June 15 (Bloomberg) -- Turkish bond yields fell for a second day after the central bank provided liquidity at its lowest policy rate for a ninth day, extending its looser monetary policy stance.
Yields on the two-year benchmark bond retreated five basis points, or 0.05 percentage point, to 9.12 percent, lifting this month’s slide to 34 basis points and bringing the weekly drop to three basis points.
The central bank has lent at its so-called “normal” rate -- its benchmark of 5.75 percent -- every day since June 5, after inflation fell to 8.3 percent in May from 11.1 percent in April, the biggest drop since January 2003. On May 31, Turkey announced its trade deficit for April narrowed more than expected, contracting for a sixth month and beating analyst estimates. Its current-account deficit retreated in April for a sixth month, the central bank said June 11.
“This is an easing signal from the central bank and we are seeing the result in yields on short-term debt,” Selim Gulkan, a fixed-income trader at Turk Ekonomi Bankasi AS in Istanbul, said by telephone.
The central bank provided 5 billion liras today for the first time this week, the most it can offer on a daily basis in its one-week repurchase agreements auction. It provided 1 billion liras in the past three days, the least it can lend every day. The Ankara-based bank lent 4 billion liras in its one-month repo sale conducted once a week on Friday.

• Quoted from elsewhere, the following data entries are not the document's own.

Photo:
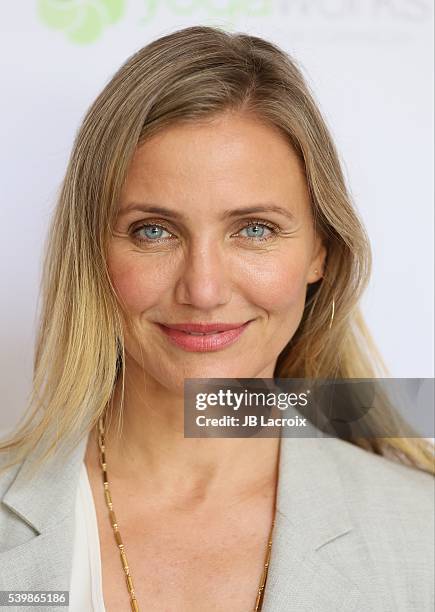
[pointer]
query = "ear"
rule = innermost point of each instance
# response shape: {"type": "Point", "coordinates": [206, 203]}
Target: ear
{"type": "Point", "coordinates": [315, 271]}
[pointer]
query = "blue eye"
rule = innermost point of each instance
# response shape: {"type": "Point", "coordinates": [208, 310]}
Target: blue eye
{"type": "Point", "coordinates": [257, 230]}
{"type": "Point", "coordinates": [152, 232]}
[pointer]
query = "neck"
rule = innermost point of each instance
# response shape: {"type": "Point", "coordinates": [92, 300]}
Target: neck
{"type": "Point", "coordinates": [152, 457]}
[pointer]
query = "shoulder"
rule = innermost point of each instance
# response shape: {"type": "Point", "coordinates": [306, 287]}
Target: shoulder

The lira weakened less than 0.1 percent to 1.8164 per dollar for the first time in four days, paring its rise this week to 0.3 percent. It added less than 0.1 percent to 2.29 per euro, raising this year’s gain versus the euro to 7 percent.
Lira Versus Euro
The lira advanced against the euro while its eastern European peers lagged because “it is seen as a safer alternative to those countries which are closer to the Eurozone,” Philip Roberts, chief European technical strategist at Barclays Capital, said in e-mailed comments.
Turkey’s exports to the EU fell 17.8 percent in April to $4.77 billion, cutting the region’s share in the country’s exports to 37.6 percent from 48.9 percent a year earlier.
The Turkish currency may be poised for further gains against the euro after the pair closed below the so-called “cloud” on its weekly ichimoku chart for the first time in 18 months, according to a Barclays report published June 14. “EUR/TRY cloud break confirms downside extension toward 2.15/2.16,” according to the report.
Ichimoku analysis is used to predict a currency’s direction through analyzing the midpoints of historical highs and lows. The cloud refers to the area between the first and second leading span lines on the chart and is used to show an area where buy orders may be clustered.
“Momentum is less than 50 -- relative strength index -- but is not at extreme levels so it supports a more negative outlook,” Roberts said.
Relative strength indexes show how rapidly prices have advanced or dropped during a specified time period. Readings above 70 indicate a price may be poised to fall, and readings below 30 indicate it may be poised to rise.